Racism is ugly, unpleasant and anathema to many people nowadays, but it's also a part of history. You simply cannot judge an author or his work purely through the lense of 20th Century standards, or half of all fiction would suffer as a result. Certainly you cannot compare him to a modern author like Bryan Smith, who has no such excuse for misogyny (if indeed it was intentional on his part.)

Creature said...

Intellectually, I agree with everything you say. Howard, like Lovecraft, was a product of his time and the things they created reflected the attitudes they came from.

My issue is more in terms of reconciling myself to liking their work.

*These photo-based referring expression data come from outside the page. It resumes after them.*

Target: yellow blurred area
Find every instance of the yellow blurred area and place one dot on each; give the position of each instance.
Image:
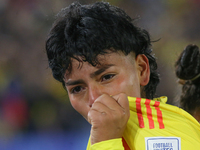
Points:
(32, 100)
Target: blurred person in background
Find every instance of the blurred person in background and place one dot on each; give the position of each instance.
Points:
(104, 62)
(188, 72)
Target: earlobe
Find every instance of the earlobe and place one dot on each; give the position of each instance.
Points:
(143, 69)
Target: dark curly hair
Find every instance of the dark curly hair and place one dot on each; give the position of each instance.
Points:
(83, 32)
(188, 69)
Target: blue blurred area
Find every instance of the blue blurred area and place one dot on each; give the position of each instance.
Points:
(35, 112)
(68, 140)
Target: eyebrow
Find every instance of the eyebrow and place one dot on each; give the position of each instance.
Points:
(69, 83)
(92, 75)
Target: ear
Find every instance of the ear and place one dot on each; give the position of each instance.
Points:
(142, 63)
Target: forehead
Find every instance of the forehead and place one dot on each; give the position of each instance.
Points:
(109, 59)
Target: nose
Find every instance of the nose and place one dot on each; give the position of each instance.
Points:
(94, 91)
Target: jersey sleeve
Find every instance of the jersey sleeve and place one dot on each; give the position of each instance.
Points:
(113, 144)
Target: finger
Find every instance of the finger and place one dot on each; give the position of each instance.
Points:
(108, 101)
(122, 100)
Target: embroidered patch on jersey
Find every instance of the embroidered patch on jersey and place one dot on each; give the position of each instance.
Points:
(148, 112)
(163, 143)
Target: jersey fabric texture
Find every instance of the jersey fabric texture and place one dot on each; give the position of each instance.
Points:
(155, 125)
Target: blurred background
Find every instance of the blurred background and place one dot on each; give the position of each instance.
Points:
(35, 113)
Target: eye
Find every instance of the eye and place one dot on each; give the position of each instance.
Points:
(107, 77)
(76, 90)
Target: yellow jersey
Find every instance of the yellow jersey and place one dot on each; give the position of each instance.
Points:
(155, 125)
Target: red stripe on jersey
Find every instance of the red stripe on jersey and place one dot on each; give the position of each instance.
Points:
(126, 147)
(139, 112)
(159, 115)
(149, 114)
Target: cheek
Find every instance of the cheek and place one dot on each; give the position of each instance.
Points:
(80, 107)
(128, 85)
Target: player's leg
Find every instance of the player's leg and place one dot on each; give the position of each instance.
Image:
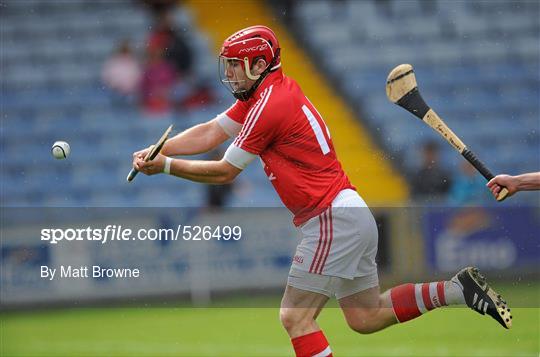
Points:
(366, 311)
(299, 310)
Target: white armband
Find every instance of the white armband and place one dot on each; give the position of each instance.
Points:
(237, 157)
(167, 167)
(228, 125)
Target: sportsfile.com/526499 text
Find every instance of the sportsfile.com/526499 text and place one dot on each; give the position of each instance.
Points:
(113, 232)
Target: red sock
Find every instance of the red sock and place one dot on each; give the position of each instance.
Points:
(311, 345)
(412, 300)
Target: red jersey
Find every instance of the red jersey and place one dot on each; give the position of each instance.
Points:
(282, 127)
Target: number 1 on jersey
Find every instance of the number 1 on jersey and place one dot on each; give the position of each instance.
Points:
(317, 130)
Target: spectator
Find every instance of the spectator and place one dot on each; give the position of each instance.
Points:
(157, 83)
(122, 72)
(430, 182)
(175, 47)
(187, 91)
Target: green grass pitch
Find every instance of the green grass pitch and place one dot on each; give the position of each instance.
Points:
(257, 332)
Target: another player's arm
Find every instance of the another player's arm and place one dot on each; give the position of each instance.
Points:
(525, 182)
(196, 140)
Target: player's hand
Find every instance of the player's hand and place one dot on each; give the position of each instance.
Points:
(496, 184)
(141, 153)
(148, 167)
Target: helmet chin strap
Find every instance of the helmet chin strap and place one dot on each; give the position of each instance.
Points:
(245, 95)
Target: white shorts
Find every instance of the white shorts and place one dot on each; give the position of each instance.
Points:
(331, 286)
(340, 242)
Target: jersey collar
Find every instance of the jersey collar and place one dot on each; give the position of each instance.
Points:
(271, 78)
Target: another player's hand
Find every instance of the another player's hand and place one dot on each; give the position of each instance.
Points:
(149, 167)
(495, 185)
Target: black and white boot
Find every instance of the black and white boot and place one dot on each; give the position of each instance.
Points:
(480, 297)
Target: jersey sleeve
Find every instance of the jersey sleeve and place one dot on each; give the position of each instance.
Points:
(261, 127)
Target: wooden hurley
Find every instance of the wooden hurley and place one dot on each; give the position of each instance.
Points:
(401, 89)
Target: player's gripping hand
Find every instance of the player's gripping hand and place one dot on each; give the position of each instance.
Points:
(148, 167)
(507, 181)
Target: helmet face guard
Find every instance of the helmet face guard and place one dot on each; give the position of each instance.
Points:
(237, 86)
(238, 55)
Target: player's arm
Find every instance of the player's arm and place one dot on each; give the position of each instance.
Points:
(211, 172)
(198, 139)
(524, 182)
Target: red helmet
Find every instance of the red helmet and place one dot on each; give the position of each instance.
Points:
(248, 46)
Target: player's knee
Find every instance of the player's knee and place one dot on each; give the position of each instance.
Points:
(362, 327)
(362, 324)
(291, 319)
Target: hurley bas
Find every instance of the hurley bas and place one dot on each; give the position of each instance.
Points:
(82, 272)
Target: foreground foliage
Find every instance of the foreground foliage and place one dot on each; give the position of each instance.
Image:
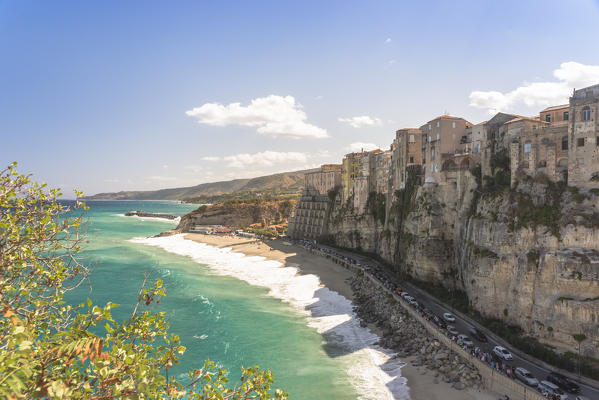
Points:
(50, 349)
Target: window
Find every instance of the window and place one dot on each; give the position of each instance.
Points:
(586, 114)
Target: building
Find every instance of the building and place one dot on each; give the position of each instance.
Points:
(406, 152)
(358, 165)
(583, 157)
(556, 115)
(311, 212)
(327, 178)
(382, 166)
(441, 136)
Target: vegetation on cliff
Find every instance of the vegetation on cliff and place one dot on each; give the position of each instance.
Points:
(51, 349)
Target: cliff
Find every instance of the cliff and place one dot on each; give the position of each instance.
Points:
(238, 214)
(528, 256)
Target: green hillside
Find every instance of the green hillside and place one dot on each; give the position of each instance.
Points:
(284, 184)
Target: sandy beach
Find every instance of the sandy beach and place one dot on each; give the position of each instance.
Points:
(422, 382)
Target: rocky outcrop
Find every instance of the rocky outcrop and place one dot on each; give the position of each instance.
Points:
(527, 255)
(238, 214)
(408, 337)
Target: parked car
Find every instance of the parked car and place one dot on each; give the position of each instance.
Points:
(563, 382)
(466, 340)
(550, 388)
(478, 335)
(526, 377)
(449, 317)
(502, 352)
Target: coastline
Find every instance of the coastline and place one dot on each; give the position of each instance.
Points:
(422, 383)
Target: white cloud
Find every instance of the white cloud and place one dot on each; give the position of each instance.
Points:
(359, 146)
(569, 75)
(362, 120)
(275, 116)
(265, 159)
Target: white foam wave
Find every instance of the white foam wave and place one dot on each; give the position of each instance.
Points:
(374, 371)
(174, 221)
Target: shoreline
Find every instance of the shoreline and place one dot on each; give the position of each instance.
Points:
(421, 382)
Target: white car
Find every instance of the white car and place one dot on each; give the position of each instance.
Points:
(466, 340)
(451, 329)
(502, 352)
(448, 317)
(526, 377)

It's probably just an odd quirk of my personality, but I love sharing things I like. The problem is, my best friends are not white and I have a hard time saying "Hey, you should check this author out. By the way, he thought people like you were slightly better than animals." It's easier to get into Howard's stuff as a white guy because he's not talking about me. The hate speech isn't about me.

And I don't really think Bryan Smith is a misogynist. I think he was telling a pulpy horror tale. The subtext is totally there, but I think it lies more in my interpretation than in conscious effort by the author.

Taranaich said...

"Hey, you should check this author out. By the way, he thought people like you were slightly better than animals."

Unfortunately, that's just the way of the world in the 1930s and beyond. Gather a group of people from that time, and a substantial portion would've thought like that.

Well, the easiest way to get around that is give them stories that don't have that problem. "Double Cross," starring Ace Jessel, is a particularly good one, since it deals with the title character - an intelligent, proud, sympathetic black man - coming to his hometown for an exhibition match. Half the town hate him for leaving and becoming a success, while the other half hate him because he's black. At the end of the story, all the townsfolk are united in support of him. Unsurprisingly, this story never sold, while typical pulp stories

I can sympathise with the uncomfortable nature of dealing with friends of different ethnicities, but I've had some success with my black friends and family. There are a few black regulars at the Conan forums, and the black author Charles Saunders is a big Howard fan. If they can find something worthwhile in Howard's fiction, maybe your friends can too.

Just don't give them "Black Canaan" or "Skull-Face."